Les 80’s et l’arrivée des bébés Stan Lee

Les comic book n’ont jamais eu de ventes totalement délirantes et colossales, mais ils se sont toujours maintenus à un niveau industriellement intéressant. Et puis, dans les années 80, un nouveau phénomène va commencer à apparaître : des personnes qui ont grandi en lisant des comic book vont devenir elles-mêmes des artistes de comics.

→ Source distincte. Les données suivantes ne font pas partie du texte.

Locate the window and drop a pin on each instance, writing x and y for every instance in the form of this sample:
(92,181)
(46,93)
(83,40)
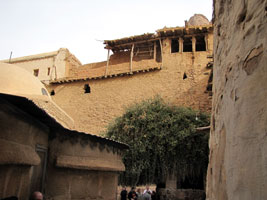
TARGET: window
(52,93)
(200,43)
(187,44)
(175,46)
(87,88)
(35,72)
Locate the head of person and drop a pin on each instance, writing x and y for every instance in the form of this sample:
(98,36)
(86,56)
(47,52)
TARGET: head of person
(37,196)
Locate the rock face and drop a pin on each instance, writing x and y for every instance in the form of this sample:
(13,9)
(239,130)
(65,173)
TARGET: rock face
(238,140)
(198,20)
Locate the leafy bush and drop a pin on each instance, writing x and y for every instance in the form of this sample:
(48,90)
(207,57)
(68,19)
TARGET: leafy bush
(162,139)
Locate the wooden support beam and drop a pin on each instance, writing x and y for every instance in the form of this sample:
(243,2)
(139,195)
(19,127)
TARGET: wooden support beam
(131,60)
(106,72)
(155,50)
(161,49)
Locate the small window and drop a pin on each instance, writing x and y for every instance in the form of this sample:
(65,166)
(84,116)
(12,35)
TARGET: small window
(187,44)
(200,43)
(44,92)
(184,76)
(36,72)
(175,46)
(87,88)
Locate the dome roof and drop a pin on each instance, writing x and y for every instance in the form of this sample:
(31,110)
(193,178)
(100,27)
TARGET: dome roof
(17,81)
(198,20)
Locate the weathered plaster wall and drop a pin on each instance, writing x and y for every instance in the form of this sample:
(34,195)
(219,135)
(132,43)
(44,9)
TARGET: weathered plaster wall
(238,142)
(93,111)
(18,137)
(67,155)
(42,65)
(50,65)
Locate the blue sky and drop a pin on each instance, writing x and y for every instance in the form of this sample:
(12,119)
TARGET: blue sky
(37,26)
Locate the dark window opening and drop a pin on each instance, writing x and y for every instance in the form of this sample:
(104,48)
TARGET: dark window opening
(175,46)
(185,76)
(200,43)
(87,88)
(187,45)
(39,171)
(158,52)
(35,72)
(44,92)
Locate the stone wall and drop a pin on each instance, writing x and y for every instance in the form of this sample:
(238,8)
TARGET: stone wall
(238,142)
(180,194)
(182,81)
(50,65)
(18,163)
(82,169)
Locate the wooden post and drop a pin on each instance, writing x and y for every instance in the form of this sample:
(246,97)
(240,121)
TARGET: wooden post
(155,50)
(161,49)
(206,42)
(194,44)
(131,60)
(106,72)
(181,45)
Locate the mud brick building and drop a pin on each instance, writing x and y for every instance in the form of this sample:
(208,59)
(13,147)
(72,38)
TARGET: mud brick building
(47,66)
(40,150)
(171,63)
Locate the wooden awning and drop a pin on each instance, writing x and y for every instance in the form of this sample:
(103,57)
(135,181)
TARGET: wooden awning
(17,154)
(183,31)
(126,43)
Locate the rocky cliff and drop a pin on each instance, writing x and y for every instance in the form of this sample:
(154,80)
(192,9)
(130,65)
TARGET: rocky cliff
(238,141)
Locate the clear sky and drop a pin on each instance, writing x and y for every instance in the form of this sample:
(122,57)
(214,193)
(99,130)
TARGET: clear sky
(37,26)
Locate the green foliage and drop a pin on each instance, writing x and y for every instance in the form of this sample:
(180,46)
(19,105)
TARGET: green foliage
(162,139)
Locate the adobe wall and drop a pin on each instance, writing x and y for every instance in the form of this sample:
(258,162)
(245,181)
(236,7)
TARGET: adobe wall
(238,142)
(92,112)
(41,64)
(71,172)
(18,138)
(50,65)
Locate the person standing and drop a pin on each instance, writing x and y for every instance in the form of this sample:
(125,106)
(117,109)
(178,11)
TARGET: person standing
(37,196)
(124,193)
(130,195)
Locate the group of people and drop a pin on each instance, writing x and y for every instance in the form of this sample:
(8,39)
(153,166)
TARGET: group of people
(35,196)
(137,195)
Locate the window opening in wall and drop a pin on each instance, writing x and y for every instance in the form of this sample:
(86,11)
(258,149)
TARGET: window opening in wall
(35,72)
(39,171)
(175,46)
(187,44)
(44,92)
(200,43)
(87,88)
(185,76)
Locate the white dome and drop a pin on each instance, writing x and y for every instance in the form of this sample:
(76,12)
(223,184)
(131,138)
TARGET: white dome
(198,20)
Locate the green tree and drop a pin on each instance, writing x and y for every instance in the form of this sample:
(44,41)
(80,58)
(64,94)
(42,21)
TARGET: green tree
(162,139)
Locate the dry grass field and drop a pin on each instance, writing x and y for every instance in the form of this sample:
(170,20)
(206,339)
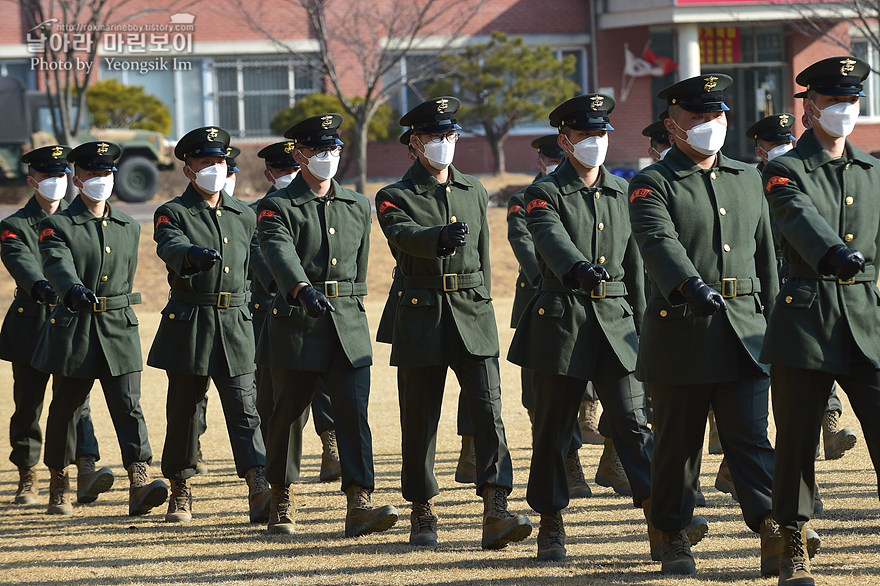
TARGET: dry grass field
(607,542)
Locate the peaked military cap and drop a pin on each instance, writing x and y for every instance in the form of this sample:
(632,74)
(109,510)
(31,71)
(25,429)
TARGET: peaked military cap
(50,160)
(231,153)
(279,155)
(776,128)
(835,76)
(548,146)
(316,132)
(700,94)
(434,116)
(207,141)
(95,156)
(587,112)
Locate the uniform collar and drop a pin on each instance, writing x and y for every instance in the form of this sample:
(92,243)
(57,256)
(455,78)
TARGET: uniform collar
(423,181)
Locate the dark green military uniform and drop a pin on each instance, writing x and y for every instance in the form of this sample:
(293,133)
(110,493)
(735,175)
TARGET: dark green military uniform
(569,336)
(711,224)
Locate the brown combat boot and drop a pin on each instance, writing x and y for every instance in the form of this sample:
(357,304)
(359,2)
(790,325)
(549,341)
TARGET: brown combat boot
(144,495)
(59,493)
(281,508)
(610,472)
(331,469)
(589,422)
(836,439)
(574,472)
(466,470)
(180,502)
(259,494)
(90,482)
(551,537)
(500,526)
(27,491)
(794,565)
(362,518)
(423,524)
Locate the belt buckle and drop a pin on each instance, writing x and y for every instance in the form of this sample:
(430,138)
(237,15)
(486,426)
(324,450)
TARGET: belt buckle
(724,288)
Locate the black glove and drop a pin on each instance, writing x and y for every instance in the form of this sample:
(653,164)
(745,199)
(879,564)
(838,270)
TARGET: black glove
(588,275)
(44,292)
(453,235)
(843,262)
(80,297)
(202,259)
(702,299)
(313,301)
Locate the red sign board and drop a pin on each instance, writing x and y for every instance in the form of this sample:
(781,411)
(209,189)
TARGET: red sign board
(720,45)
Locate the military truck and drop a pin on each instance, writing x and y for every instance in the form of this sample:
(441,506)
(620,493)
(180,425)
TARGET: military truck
(28,125)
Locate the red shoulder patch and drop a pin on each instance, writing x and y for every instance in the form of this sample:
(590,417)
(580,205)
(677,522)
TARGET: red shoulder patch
(774,181)
(535,204)
(639,193)
(383,207)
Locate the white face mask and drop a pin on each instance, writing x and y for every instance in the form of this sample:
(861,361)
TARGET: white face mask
(285,180)
(229,187)
(591,151)
(838,119)
(53,188)
(323,165)
(706,138)
(98,188)
(212,179)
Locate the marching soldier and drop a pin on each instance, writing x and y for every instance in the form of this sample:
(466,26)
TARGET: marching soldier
(435,222)
(826,208)
(281,168)
(89,256)
(205,334)
(34,301)
(315,238)
(703,229)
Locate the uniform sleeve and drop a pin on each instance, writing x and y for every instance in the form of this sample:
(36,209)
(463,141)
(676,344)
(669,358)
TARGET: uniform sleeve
(520,239)
(18,258)
(796,218)
(58,263)
(278,247)
(666,260)
(403,233)
(172,243)
(551,238)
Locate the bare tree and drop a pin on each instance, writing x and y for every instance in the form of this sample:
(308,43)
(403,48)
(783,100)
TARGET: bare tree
(374,38)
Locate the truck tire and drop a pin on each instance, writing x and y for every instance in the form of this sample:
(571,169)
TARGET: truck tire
(136,180)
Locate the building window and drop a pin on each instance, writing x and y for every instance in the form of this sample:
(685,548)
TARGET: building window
(250,91)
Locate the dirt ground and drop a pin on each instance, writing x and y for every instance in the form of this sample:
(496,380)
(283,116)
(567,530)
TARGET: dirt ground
(607,542)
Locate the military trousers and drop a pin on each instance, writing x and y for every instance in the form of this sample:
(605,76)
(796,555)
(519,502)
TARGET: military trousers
(349,390)
(799,401)
(69,398)
(25,435)
(183,414)
(557,398)
(420,394)
(741,412)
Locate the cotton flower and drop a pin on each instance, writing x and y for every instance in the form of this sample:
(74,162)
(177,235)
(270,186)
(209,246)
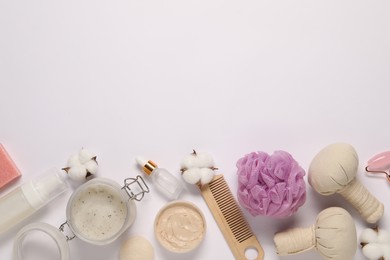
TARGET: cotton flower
(270,185)
(375,244)
(81,165)
(198,168)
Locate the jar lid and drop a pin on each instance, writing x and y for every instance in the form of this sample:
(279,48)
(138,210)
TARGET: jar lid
(53,232)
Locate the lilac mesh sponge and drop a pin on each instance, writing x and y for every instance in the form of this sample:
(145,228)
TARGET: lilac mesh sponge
(270,185)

Jusque-là, les Jack Kirby, Stan Lee et compagnie, et avant eux, Bob Kane et autres, ce sont des gens dont l’inspiration venait surtout de la littérature, un peu du cinéma, ce genre de chose.

Jack Kirby et Stan Lee
Jack Kirby et Stan Lee

Mais dans les années 80, des gens, qui gamins ont découvert les comic book et les ont complètement intériorisés, débarquent. Et pour eux, ce n’est pas de la littérature pulp, c’est-à-dire de la littérature jetable, c’est de la littérature tout court. Ils prennent ces personnages très au sérieux, alors qu’ils étaient perçus jusque-là comme des personnages « crétinoïdes », surtout en Europe où il y a une condescendance terrible par rapport à ça.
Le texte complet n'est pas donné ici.